= Carolyn Ren =

Chinese-Canadian microfluidics researcher

Carolyn L. Ren is a Chinese-Canadian researcher in microfluidics. She holds a tier 1 Canada Research Chair in Microfluidic Technologies as a professor at the University of Waterloo, in the Department of Mechanical and Mechatronics Engineering, where she directs the Waterloo Microfluidics Laboratory.
She has also founded multiple spinoff companies to commercialize her research discoveries.

==Education and career==
Ren graduated from the Harbin Institute of Technology with a bachelor's degree in thermal engineering in 1992, and continued at the Harbin Institute of Technology for a master's degree in 1995. After working for four years as a lecturer in power engineering at the Dalian University of Technology, she came to Canada for doctoral study in mechanical engineering, completing her Ph.D. in 2004 at the University of Toronto.

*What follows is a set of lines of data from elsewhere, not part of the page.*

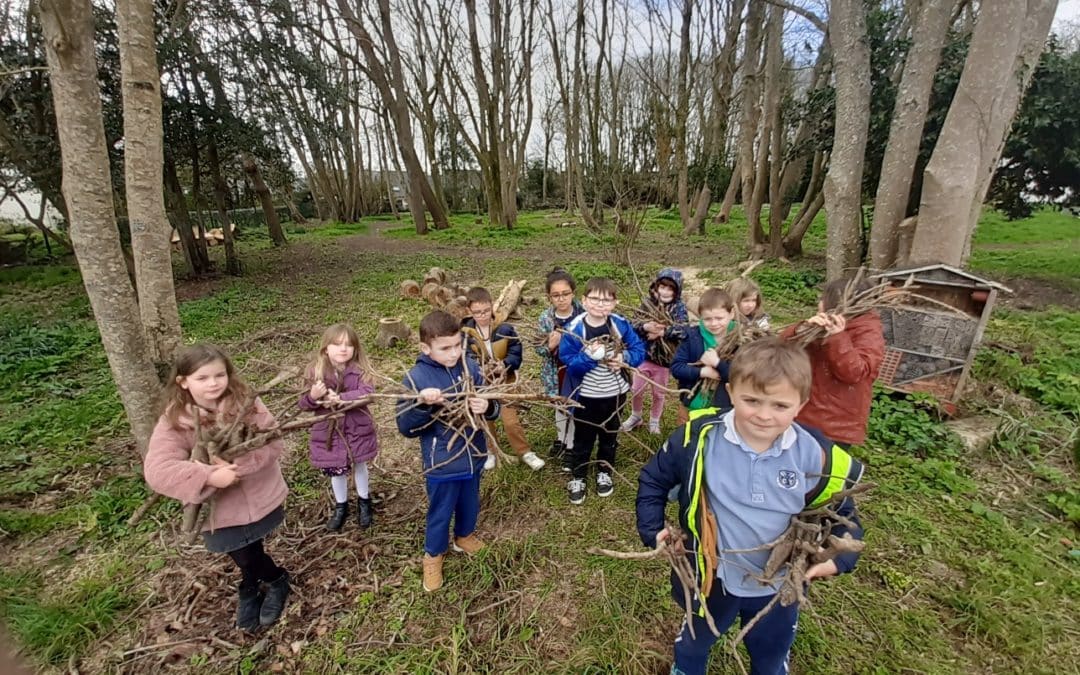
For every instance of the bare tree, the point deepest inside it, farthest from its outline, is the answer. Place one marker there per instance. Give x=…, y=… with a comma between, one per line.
x=1004, y=49
x=143, y=177
x=844, y=204
x=68, y=28
x=905, y=131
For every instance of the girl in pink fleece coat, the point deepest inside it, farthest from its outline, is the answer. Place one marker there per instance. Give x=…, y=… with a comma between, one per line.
x=245, y=497
x=340, y=375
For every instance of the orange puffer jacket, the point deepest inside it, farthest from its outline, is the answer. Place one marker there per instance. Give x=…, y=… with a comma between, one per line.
x=845, y=366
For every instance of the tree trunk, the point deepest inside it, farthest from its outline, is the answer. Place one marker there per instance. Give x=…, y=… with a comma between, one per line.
x=847, y=35
x=729, y=196
x=748, y=120
x=269, y=213
x=68, y=29
x=905, y=132
x=197, y=258
x=143, y=176
x=1006, y=36
x=220, y=196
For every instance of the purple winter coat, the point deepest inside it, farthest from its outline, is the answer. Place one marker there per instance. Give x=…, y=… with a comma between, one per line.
x=343, y=441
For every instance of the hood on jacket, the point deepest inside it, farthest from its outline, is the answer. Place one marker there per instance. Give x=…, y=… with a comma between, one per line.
x=672, y=274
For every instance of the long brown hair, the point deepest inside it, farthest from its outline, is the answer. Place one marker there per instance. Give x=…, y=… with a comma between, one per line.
x=320, y=368
x=177, y=401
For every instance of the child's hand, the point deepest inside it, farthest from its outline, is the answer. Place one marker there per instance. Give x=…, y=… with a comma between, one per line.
x=553, y=339
x=665, y=536
x=615, y=363
x=821, y=570
x=431, y=395
x=832, y=323
x=224, y=474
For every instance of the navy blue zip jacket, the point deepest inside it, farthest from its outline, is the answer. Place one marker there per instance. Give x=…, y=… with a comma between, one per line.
x=689, y=351
x=676, y=466
x=443, y=461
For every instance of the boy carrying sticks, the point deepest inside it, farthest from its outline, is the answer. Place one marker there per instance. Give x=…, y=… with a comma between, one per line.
x=742, y=475
x=453, y=446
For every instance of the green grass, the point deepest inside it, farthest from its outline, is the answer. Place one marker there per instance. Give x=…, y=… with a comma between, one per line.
x=964, y=571
x=1045, y=246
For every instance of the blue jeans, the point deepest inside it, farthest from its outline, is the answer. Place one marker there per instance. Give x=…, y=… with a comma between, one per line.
x=459, y=499
x=768, y=642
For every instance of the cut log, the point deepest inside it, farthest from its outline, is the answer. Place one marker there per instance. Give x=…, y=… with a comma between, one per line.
x=391, y=329
x=444, y=296
x=458, y=308
x=507, y=302
x=429, y=291
x=435, y=274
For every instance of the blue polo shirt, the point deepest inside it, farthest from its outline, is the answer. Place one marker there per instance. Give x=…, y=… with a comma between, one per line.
x=754, y=496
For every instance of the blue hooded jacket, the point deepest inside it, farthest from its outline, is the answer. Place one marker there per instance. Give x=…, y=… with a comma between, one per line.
x=443, y=460
x=578, y=363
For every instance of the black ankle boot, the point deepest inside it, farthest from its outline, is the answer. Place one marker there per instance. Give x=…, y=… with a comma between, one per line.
x=337, y=518
x=364, y=512
x=273, y=604
x=248, y=607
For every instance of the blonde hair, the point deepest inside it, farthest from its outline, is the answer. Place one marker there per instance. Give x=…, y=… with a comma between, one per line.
x=765, y=363
x=715, y=298
x=741, y=288
x=321, y=368
x=176, y=400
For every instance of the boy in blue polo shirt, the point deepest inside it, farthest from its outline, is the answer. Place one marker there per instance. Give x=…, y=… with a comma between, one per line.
x=744, y=473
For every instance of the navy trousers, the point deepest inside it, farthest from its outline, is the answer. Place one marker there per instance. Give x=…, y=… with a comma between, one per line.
x=446, y=499
x=768, y=643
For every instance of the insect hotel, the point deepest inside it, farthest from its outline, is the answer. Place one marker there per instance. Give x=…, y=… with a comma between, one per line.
x=931, y=340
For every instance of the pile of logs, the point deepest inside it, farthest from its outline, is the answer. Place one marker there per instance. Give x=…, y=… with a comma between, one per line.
x=441, y=293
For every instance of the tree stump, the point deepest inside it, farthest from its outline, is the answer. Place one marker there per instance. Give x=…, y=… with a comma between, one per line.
x=435, y=274
x=429, y=291
x=391, y=331
x=507, y=302
x=410, y=289
x=458, y=308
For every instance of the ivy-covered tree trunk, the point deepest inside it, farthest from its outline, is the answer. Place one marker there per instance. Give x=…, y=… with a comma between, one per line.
x=905, y=131
x=68, y=28
x=143, y=178
x=269, y=213
x=844, y=201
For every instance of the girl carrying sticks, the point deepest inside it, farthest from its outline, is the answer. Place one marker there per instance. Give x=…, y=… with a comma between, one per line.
x=340, y=374
x=246, y=494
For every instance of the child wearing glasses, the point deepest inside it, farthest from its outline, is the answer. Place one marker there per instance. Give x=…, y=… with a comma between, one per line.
x=597, y=345
x=553, y=321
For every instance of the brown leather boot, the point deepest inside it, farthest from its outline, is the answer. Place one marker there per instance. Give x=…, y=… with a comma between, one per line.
x=432, y=572
x=470, y=545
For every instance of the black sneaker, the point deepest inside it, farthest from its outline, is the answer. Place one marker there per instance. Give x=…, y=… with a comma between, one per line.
x=576, y=488
x=338, y=516
x=273, y=604
x=247, y=608
x=604, y=486
x=364, y=516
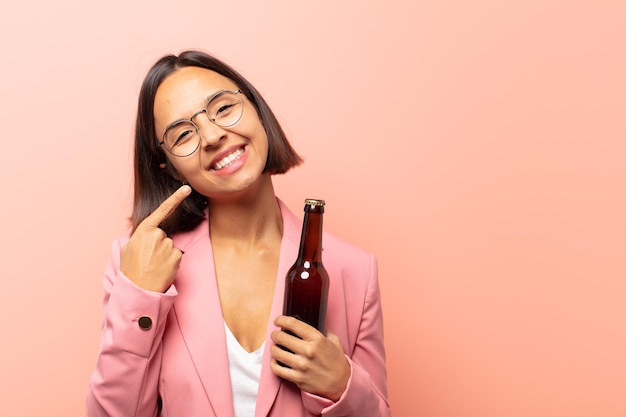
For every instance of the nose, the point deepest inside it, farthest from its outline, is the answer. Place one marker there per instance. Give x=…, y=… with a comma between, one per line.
x=210, y=133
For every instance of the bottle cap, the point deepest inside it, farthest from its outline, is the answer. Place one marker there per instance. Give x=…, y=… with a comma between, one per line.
x=314, y=202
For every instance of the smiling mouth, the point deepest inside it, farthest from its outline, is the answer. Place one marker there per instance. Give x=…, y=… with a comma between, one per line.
x=227, y=160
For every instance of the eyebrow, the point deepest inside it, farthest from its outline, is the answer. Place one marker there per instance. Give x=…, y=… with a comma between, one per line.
x=208, y=100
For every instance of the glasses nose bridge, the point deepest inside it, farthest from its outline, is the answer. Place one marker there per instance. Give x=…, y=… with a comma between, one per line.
x=208, y=133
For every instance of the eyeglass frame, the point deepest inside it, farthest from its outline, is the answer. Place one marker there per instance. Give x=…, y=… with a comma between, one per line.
x=205, y=111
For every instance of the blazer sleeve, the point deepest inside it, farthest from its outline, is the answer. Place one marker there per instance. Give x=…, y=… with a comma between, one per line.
x=124, y=382
x=366, y=392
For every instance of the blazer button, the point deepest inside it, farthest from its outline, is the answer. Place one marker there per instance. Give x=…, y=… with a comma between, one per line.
x=145, y=323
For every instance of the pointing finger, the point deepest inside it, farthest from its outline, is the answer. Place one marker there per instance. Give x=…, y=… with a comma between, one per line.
x=167, y=207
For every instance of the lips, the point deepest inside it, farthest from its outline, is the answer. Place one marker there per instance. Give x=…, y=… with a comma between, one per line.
x=227, y=158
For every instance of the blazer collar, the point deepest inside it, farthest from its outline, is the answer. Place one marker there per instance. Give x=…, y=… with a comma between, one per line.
x=198, y=312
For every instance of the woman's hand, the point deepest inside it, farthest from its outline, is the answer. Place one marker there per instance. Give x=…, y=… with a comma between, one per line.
x=317, y=365
x=149, y=259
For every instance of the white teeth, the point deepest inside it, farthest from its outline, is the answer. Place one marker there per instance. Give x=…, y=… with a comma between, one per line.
x=228, y=159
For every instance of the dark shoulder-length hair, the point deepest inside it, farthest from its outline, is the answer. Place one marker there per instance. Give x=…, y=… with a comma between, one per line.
x=153, y=184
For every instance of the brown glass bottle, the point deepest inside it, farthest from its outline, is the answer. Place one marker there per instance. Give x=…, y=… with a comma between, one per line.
x=306, y=283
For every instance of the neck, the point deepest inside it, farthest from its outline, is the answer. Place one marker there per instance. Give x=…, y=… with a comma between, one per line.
x=248, y=219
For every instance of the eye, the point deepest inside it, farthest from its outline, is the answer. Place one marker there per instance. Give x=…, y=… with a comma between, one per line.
x=179, y=134
x=224, y=109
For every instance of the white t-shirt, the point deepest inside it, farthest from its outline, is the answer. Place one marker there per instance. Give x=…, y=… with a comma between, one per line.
x=245, y=373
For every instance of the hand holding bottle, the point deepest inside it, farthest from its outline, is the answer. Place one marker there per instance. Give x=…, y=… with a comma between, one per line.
x=314, y=362
x=149, y=259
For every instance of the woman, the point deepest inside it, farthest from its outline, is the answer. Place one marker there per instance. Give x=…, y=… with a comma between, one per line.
x=193, y=296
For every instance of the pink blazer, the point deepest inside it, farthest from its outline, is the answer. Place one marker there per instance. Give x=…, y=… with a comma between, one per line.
x=180, y=363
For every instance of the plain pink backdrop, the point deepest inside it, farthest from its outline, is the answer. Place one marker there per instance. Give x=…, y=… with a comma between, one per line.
x=477, y=147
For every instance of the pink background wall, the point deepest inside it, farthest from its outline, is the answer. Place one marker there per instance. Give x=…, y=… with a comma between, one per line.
x=478, y=147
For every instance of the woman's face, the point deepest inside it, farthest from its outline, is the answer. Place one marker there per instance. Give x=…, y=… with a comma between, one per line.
x=229, y=159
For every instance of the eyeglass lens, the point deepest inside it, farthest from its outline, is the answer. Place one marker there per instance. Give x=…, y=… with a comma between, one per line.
x=224, y=109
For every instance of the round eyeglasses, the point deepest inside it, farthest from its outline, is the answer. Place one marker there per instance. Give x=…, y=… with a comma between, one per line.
x=223, y=108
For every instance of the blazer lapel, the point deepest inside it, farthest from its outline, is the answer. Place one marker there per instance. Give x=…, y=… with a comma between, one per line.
x=270, y=383
x=198, y=302
x=200, y=318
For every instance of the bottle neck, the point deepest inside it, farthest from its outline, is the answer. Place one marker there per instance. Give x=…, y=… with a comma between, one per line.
x=311, y=239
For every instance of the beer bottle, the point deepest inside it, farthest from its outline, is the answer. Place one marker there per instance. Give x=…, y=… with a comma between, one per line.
x=306, y=283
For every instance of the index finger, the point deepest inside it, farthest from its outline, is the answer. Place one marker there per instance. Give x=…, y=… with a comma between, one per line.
x=167, y=207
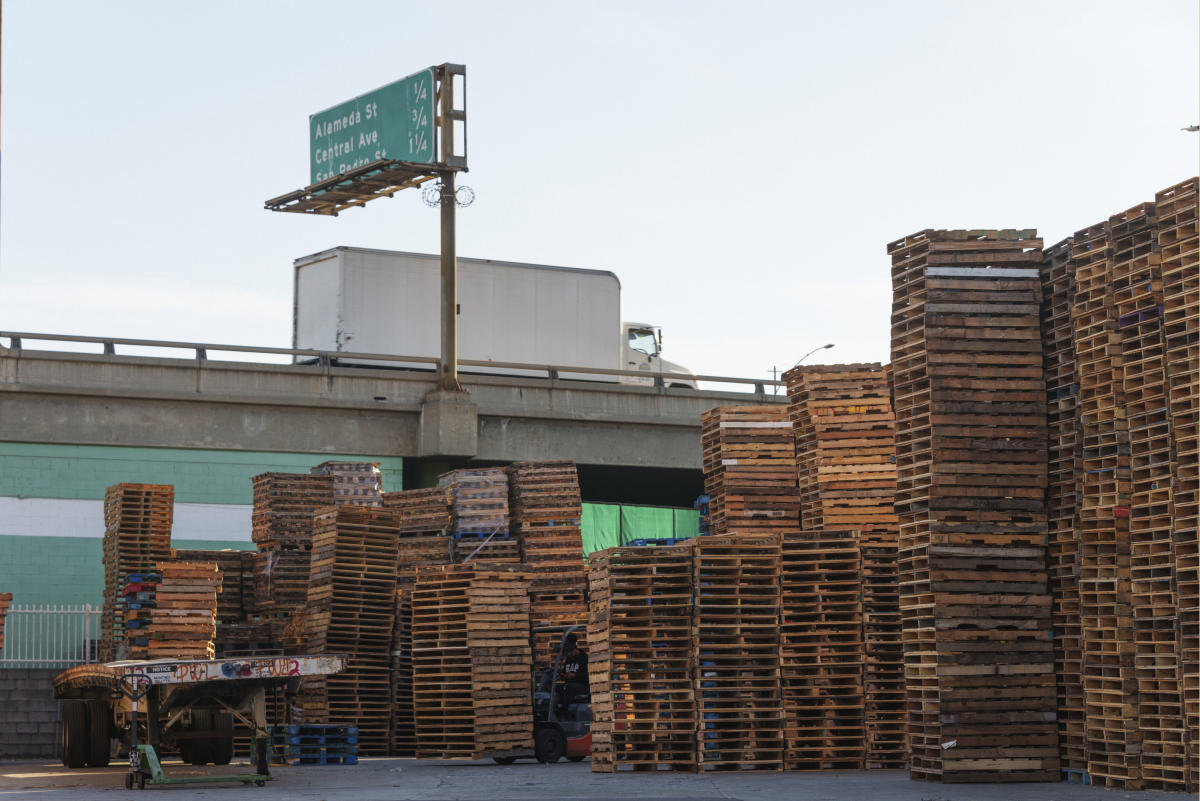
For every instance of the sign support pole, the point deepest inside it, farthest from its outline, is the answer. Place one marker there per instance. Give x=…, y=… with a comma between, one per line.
x=449, y=245
x=449, y=379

She joined the Department of Mechanical and Mechatronics Engineering as an assistant professor in 2004, and was tenured as an associate professor there in 2010. She is also the co-founder of four spinoff companies, including Advanced Electrophoresis Solutions Limited, QuantWave Technologies Incorporated, and Air Microfluidics.

==Recognition==
Ren is a 2004 recipient of the Canada Foundation for Innovation Award, a 2007 recipient of the Early Research Award of the Government of Ontario, and a 2010 recipient of the Engineering Research Excellence Award of the University of Waterloo.

After previously holding a tier 2 Canada Research Chair in Lab-on-Chip Technology, from 2009 to 2014, Ren was given the tier 1 Canada Research Chair in Microfluidic Technologies in 2022.

Ren was elected as a Fellow of the Canadian Society of Mechanical Engineering in 2012. She was named to the College of New Scholars of the Royal Society of Canada in 2018, elected to the Canadian Academy of Engineering in 2023, and to the Engineering Institute of Canada in 2024.